Der Kläger beantragte, zu seinen Gunsten eine Verfahrensgebühr i.H.v. rd. 1.100 € gegen die Beklagte festzusetzen. Dabei ging er von einer 1,3-fachen Verfahrensgebühr aus einem Streitwert von 135.000 € i.H.v. rd. 2.200 € aus und setzte hiervon eine nach demselben Streitwert berechnete 0,65-fache Geschäftsgebühr i.H.v. rd. 1.100 € ab. Das LG zog von der Verfahrensgebühr i.H.v. rd. 2.200 € Beträge i.H.v. rd. 700 €, 500 € und 700 € mit der Begründung ab, die Hälfte der nach den jeweiligen Einzelstreitwerten entstandenen und titulierten vorprozessualen Geschäftsgebühren müssten auf die Gesamtverfahrensgebühr angerechnet werden. Es setzte daher eine restliche Verfahrensgebühr i.H.v. rd. 300 € fest. Die dagegen gerichtete sofortige Beschwerde des Klägers wies das OLG zurück.

Die Rechtsbeschwerde des Klägers hatte vor dem BGH ebenfalls keinen Erfolg.

Die Gründe:
Die Rechtsbeschwerde wendet sich ohne Erfolg gegen den vom OLG gebilligten Umfang der Anrechnung der Geschäftsgebühren durch das LG.

Es ist umstritten, in welcher Weise die Anrechnung bei mehreren Geschäftsgebühren zu erfolgen hat, wenn diese wie im Streitfall in einer einheitlichen Verfahrensgebühr bei objektiver Klagehäufung aufgehen. Nach einer Ansicht, die sich auf den Wortlaut der Vorbemerkung 3 Abs. 4 S. 1 und 5 RVG VV stützt, werden alle entstandenen Geschäftsgebühren in der tatsächlichen Höhe anteilig auf die Verfahrensgebühr angerechnet. Dies kann dazu führen, dass nach der Anrechnung weniger als eine 0,55-fache Verfahrensgebühr verbleibt oder diese sogar ganz entfällt. Nach anderer Auffassung ist eine einheitliche Geschäftsgebühr aus den addierten Gegenstandswerten zu bilden, die anteilig auf die Verfahrensgebühr anzurechnen ist. Dies wird im Schrifttum mit einer entsprechenden Anwendung von § 15 Abs. 3 RVG begründet und hat zur Folge, dass mindestens ein Anteil von 0,55 der Verfahrensgebühr verbleibt.

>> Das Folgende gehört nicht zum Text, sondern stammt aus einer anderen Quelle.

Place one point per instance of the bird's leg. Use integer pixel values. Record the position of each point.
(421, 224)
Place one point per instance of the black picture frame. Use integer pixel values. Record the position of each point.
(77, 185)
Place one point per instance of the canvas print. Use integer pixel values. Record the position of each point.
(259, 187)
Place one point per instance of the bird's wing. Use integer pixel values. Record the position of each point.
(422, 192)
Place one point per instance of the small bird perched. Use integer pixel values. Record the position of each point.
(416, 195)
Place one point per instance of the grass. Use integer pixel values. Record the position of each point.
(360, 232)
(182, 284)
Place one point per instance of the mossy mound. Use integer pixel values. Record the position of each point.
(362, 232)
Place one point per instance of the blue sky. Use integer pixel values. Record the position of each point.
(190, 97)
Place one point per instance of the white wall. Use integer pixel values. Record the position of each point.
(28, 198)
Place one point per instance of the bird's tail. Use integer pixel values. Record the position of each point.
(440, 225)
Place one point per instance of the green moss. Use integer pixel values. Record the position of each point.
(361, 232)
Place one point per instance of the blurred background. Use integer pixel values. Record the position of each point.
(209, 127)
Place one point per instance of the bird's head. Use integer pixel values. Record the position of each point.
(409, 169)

Der zuerst genannten Auffassung ist der Vorzug zu geben. Hierfür spricht der Wortlaut der Vorbemerkung 3 Abs. 4 S. 1 RVG VV. Danach ist Grundlage der Berechnung des anrechenbaren Gebührenanteils allein eine tatsächlich entstandene Geschäftsgebühr, nicht hingegen eine fiktive Geschäftsgebühr. Die Anrechnung gem. Vorbemerkung 3 Abs. 4 S. 5 RVG VV nach dem Wert des Gegenstands, der auch Gegenstand des gerichtlichen Verfahrens ist, knüpft an die Bestimmung in der Vorbemerkung 3 Abs. 4 S. 1 RVG VV an und lässt die Fiktion einer tatsächlich nicht angefallenen Geschäftsgebühr ebenfalls nicht zu.

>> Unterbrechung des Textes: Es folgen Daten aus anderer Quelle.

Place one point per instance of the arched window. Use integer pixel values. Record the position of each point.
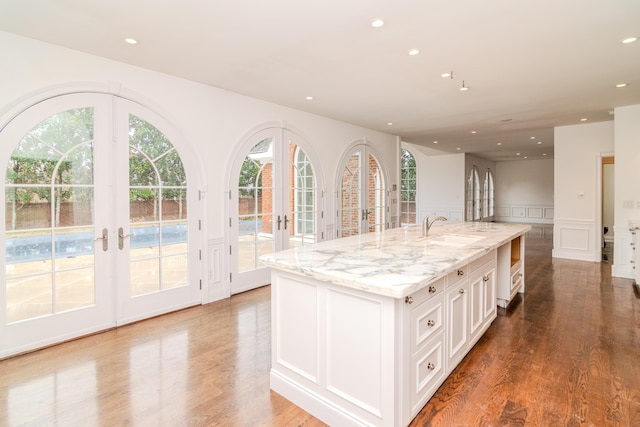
(408, 188)
(473, 197)
(488, 198)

Aus diesem Grund kann der dem Kostenfestsetzungsantrag des Klägers zugrunde liegenden zweiten Auffassung, die von der Verfahrensgebühr eine fiktive Geschäftsgebühr nach dem Streitwert des gerichtlichen Verfahrens absetzen will, nicht gefolgt werden. Eine Geschäftsgebühr in dieser Höhe ist nicht entstanden. Sie kann deshalb im Rahmen der Anrechnung nicht berücksichtigt werden. Auf den Umstand, dass der Kläger nach dieser Auffassung die fiktive Geschäftsgebühr ohnehin nicht aus dem vom LG festgesetzten Gesamtstreitwert von 135.000 €, sondern nur aus der Summe der Einzelstreitwerte seiner vorgerichtlichen Tätigkeit i.H.v. insgesamt 110.000 € berechnen könnte, kommt es deshalb nicht mehr an.